Influential texts and writers between 325 and c.500 include:
Those who wrote in Greek are called the Greek (Church) Fathers.
Athanasius of Alexandria was a theologian, Pope of Alexandria, and a noted Egyptian leader of the 4th century. He is best remembered for his role in the conflict with Arianism. At the First Council of Nicaea, Athanasius argued against the Arian doctrine that Christ is of a distinct substance from the Father.[35]
John Chrysostom, archbishop of Constantinople, is known for his eloquence in preaching and public speaking, his denunciation of abuse of authority by both ecclesiastical and political leaders, the Divine Liturgy of St. John Chrysostom, and his ascetic sensibilities.
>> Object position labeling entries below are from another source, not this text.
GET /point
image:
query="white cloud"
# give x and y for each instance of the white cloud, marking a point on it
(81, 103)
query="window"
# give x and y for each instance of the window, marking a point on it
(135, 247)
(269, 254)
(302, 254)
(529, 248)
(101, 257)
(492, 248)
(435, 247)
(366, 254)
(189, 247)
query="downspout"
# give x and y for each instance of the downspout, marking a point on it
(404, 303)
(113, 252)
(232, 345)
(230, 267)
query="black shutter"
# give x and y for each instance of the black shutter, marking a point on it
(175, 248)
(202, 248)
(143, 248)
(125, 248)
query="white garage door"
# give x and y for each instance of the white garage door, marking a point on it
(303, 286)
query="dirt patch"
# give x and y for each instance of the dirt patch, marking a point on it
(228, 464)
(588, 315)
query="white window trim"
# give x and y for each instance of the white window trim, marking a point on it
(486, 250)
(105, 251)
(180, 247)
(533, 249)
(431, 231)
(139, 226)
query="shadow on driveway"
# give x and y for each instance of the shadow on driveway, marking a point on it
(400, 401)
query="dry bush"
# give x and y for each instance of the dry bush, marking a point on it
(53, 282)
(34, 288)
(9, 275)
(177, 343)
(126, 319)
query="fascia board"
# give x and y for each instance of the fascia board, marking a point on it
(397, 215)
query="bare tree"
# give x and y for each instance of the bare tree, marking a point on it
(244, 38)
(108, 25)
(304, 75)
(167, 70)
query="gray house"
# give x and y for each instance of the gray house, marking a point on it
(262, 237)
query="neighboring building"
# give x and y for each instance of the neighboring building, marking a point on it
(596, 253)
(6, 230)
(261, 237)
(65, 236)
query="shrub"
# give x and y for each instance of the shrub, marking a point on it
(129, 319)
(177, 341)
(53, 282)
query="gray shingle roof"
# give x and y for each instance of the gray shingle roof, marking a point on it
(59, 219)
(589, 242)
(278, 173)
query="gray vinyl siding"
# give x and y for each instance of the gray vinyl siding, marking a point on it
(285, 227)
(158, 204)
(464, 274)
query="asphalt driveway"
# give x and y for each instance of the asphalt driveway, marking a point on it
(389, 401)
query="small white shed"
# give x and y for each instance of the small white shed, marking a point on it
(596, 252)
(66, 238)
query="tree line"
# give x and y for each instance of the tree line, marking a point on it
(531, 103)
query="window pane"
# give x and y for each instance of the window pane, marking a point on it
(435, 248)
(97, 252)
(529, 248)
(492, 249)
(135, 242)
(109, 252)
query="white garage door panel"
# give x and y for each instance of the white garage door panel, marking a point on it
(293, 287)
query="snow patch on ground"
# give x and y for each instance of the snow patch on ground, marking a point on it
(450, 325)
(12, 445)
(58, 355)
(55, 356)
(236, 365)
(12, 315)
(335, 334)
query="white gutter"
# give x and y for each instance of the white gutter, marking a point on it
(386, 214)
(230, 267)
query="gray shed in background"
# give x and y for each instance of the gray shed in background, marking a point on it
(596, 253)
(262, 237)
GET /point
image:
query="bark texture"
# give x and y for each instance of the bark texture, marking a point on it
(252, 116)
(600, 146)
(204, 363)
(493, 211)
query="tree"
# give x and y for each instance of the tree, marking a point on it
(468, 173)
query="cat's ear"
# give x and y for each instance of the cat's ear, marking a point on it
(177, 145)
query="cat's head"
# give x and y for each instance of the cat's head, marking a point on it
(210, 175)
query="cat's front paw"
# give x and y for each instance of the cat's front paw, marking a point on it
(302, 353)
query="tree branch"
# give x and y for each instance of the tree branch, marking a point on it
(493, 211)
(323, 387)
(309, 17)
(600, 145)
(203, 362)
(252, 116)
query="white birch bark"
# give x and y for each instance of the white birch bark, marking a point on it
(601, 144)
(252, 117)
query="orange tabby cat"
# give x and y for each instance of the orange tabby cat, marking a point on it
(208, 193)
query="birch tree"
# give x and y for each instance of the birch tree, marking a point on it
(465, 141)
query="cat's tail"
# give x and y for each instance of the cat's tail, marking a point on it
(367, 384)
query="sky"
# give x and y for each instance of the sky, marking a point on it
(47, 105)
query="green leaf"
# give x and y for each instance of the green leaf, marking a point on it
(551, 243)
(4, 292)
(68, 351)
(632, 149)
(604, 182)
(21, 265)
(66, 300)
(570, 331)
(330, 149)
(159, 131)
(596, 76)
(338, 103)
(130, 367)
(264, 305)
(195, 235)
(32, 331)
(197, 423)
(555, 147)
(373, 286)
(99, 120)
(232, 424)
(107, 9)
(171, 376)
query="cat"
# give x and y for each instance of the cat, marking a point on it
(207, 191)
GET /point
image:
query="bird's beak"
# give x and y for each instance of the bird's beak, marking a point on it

After his death (or, according to some sources, during his life) he was given the Greek surname chrysostomos, meaning "golden mouthed", rendered in English as Chrysostom.[36][37]
Chrysostom is known within Christianity chiefly as a preacher, theologian, and liturgist, particularly in the Eastern Orthodox Church. Outside the Christian tradition Chrysostom is noted for eight of his sermons which played a considerable part in the history of Christian antisemitism and were extensively used by the Nazis in their ideological campaign against the Jews.[38][39]
Those fathers who wrote in Latin are called the Latin (Church) Fathers.
Ambrose of Milan[40] was a bishop of Milan who became one of the most influential ecclesiastical figures of the 4th century. He is counted as one of the four original doctors of the Church.
The Desert Fathers were early monastics living in the Egyptian desert; although they did not write as much, their influence was also great. Among them are St. Anthony the Great and St. Pachomius. A great number of their usually short sayings is collected in the Apophthegmata Patrum ("Sayings of the Desert Fathers").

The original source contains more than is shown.